Parmi les difficultés auxquelles les gestionnaires doivent déjà faire face – et elles vont s’amplifier à moyen terme – figurent en tête de liste l’attraction et la rétention de la main-d’œuvre, indique Alain Gosselin, professeur titulaire au département de gestion des ressources humaines de HEC Montréal. « Le marché de l’emploi va devenir de plus en plus compétitif. Il y a une logique mathématique derrière cette réalité, tout simplement parce que la population active diminue. Mais il y a aussi une question de logique qualitative dans la mesure où les attentes envers les employés des entreprises ne cessent de croître », précise-t-il. Ces exigences élevées alors que le bassin de main-d’œuvre disponible tend à rétrécir font en sorte que le recrutement est devenu un véritable casse-tête.

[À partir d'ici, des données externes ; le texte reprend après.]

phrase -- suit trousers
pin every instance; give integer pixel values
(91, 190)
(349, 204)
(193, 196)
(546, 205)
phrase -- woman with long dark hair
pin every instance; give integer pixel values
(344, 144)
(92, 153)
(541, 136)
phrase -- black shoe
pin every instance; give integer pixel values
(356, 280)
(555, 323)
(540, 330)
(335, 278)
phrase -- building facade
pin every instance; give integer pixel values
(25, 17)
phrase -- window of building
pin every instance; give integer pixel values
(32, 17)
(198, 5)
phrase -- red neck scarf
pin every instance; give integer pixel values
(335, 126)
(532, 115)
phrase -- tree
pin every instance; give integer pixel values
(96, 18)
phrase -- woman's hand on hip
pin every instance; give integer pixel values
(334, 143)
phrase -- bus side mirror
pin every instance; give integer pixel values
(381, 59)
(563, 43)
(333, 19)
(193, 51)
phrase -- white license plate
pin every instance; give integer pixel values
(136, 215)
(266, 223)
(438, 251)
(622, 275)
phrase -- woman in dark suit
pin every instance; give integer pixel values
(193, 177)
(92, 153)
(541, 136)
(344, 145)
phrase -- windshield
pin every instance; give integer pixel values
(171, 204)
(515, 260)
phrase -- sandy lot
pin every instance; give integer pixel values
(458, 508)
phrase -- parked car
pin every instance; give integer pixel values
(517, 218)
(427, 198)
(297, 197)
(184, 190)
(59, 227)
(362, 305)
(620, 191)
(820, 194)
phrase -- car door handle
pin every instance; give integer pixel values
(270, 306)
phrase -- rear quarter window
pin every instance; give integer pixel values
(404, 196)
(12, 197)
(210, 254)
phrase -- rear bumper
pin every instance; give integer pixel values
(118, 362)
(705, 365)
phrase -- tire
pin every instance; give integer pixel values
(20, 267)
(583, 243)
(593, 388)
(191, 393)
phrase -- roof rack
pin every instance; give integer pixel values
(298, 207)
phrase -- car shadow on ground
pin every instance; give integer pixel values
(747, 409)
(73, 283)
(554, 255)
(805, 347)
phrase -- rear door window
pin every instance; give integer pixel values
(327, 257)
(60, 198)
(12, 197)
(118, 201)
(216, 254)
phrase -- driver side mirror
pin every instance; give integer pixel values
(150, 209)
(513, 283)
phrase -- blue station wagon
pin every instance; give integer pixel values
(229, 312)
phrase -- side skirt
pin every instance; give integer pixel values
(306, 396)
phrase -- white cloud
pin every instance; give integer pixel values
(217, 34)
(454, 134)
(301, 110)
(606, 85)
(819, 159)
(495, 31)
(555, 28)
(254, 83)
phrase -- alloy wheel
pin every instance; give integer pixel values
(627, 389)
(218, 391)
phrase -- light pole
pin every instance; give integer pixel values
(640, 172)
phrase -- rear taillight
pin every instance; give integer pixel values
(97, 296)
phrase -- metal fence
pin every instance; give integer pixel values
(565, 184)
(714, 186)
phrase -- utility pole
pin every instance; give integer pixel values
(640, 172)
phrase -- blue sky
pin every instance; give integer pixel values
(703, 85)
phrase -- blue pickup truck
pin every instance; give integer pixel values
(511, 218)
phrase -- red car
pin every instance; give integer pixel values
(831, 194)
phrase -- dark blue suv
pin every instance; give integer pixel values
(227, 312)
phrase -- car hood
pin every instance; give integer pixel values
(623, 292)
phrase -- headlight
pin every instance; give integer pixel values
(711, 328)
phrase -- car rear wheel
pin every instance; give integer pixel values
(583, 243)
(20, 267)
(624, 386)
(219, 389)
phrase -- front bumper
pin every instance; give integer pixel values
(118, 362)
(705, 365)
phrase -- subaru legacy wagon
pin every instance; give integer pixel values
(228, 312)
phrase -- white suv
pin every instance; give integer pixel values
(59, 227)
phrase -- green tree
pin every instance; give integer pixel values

Sébastien Savard, sourceur de talents au sein de la firme Sourcinc, le confirme : « Il y a quelques années à peine, il suffisait d’afficher un poste pour recevoir des CV et faire le tri des candidatures. Aujourd’hui, les entreprises affichent et n’obtiennent aucune réponse. Or, les enjeux d’affaires sont importants, car les organisations perdent de l’argent si elles manquent de main-d’œuvre. Dans la fameuse “guerre des talents”, le talent a clairement gagné la guerre ! Les gestionnaires doivent donc impérativement revoir leurs méthodes de recrutement », estime-t-il.